The fully staffed Taxpayer Assistance Centers are expected to assist at least 2.7 million taxpayers next filing season, more than triple the volume the level of assistance they provided to the public last year. Yellen said the IRS will also stand up a team dedicated to “resolving issues that arise when processing returns for taxpayers.”

Yellen said the IRS will hold meetings with private-sector customer service experts to consult on its taxpayer modernization efforts.

“We recognize the customer service in the future will look different than customer service today, and consulting these experts and employees at the IRS will help us sketch out our vision of what the IRS of the next decade looks like,” she said.

The IRS budget, since 2010, has shrunk by about 18%, which Yellen said has had a “severe impact on the size of the IRS workforce.”

“Because of this, the IRS has had to scrape to get by,” Yellen said.

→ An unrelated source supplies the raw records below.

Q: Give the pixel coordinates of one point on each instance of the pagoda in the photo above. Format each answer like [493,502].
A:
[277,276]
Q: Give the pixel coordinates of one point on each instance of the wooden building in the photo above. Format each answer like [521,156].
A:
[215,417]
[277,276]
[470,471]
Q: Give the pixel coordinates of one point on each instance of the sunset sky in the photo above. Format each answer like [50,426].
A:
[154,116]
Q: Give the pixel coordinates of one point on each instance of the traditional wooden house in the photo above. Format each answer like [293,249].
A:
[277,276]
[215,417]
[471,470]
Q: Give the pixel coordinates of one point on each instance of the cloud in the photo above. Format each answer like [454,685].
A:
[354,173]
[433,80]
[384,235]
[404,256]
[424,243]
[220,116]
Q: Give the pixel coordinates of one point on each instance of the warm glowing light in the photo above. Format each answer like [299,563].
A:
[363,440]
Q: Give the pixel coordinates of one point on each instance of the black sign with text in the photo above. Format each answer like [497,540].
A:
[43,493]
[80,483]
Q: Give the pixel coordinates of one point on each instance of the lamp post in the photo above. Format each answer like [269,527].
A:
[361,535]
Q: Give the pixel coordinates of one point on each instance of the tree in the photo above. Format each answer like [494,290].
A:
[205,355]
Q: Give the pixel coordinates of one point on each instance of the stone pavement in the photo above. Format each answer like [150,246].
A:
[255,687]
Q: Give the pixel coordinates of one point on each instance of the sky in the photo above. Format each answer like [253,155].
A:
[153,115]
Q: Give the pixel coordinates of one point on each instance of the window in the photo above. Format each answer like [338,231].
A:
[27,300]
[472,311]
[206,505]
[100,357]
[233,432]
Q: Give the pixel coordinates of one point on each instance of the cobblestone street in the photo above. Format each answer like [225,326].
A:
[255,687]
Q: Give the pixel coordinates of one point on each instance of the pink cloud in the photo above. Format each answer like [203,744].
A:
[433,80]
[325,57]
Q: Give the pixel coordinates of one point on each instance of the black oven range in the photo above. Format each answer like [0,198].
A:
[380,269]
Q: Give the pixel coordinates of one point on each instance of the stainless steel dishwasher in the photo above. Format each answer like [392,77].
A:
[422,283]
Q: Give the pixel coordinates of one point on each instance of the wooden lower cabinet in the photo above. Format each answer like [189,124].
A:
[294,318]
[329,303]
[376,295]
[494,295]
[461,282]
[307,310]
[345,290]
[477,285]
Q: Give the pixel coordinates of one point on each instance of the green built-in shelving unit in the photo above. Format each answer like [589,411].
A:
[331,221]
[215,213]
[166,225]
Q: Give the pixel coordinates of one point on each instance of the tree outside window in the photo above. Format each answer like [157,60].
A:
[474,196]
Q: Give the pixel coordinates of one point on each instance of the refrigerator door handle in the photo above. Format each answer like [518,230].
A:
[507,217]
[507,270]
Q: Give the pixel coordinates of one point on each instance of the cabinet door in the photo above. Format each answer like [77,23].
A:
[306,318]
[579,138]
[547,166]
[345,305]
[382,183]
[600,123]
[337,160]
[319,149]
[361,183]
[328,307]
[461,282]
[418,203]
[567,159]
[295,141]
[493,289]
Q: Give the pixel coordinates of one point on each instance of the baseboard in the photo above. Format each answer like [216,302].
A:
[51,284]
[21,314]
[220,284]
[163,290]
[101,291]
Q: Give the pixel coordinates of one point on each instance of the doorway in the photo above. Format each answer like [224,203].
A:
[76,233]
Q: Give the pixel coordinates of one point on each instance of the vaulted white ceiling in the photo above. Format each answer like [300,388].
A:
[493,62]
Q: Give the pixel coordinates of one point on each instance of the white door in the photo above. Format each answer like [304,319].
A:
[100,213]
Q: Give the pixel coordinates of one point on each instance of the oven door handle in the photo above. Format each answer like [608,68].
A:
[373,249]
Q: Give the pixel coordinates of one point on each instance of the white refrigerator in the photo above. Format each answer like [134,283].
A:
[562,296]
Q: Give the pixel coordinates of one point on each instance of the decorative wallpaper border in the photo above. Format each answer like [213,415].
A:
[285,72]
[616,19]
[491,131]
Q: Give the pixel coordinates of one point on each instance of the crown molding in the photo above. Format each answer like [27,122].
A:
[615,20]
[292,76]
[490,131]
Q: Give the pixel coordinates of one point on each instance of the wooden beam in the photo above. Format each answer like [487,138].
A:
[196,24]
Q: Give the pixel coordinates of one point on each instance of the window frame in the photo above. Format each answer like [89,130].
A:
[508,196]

The current IRS workforce is on par with staffing levels from the 1970s, even though the number of taxpayers and the agency’s workload has increased significantly over the decades. The IRS also currently has fewer auditors than at any time since World War II.

“Long-term modernization often has to be cast aside to give employees bandwidth to address more immediate and urgent project projects,” Yellen said. “Facing uncertain budgets year after year, the IRS is often forced to freeze external hiring, or otherwise face risks that they cannot pay who they hire. And this leads to delays for the American people and a reduced level of service. The American public and you deserve an IRS that meets its expectations in a modern society.”

The IRS will also beef up its enforcement operations to shrink a growing tax gap between what taxpayers owe, and what the IRS can collect.

Yellen said the tax gap is estimated to be $7 trillion uncollected over the next decade, and that high-income earners account for a significant portion of those unpaid taxes.

Yellen said the IRS will be able to collect hundreds of billions of dollars of additional revenue through its enforcement operations over the next decade.

“Since the IRS has lacked the resources to effectively audit high earners, whose audits are more complex and take more time, these high earners are responsible for a disproportionate share of these unpaid taxes,” Yellen said.

Yellen said that the top 1% of U.S. earners accounted for an estimated one-fifth of unpaid taxes in 2019, about $160 billion in total.

“Funding will go toward auditing more high-earners who have not paid their full bill,” she said.

However, Yellen said that tax compliance and enforcing laws “is not just as simple as it was a few decades ago,” noting that the average tax return for large corporations can reach up to 6,000 pages.

Yellen said this added IRS resources will not increase the audit rate for households that earn less than $400,000 a year, and that the audit rate for taxpayers in compliance will decline “once the IRS has the right technological infrastructure in place.”

“That means a simpler tax season for taxpayers who are doing everything right,” Yellen said.

Former IRS executives expect agency funding in the Inflation Reduction Act will reduce the rate of “no-change audits” it conducts, in which the IRS determines that the taxpayer under audit does not owe any additional taxes.

“With your help funding from the inflation Reduction Act will go toward correcting this two-tiered tax system, where high earners play by different rules than working and middle-class families,” Yellen said.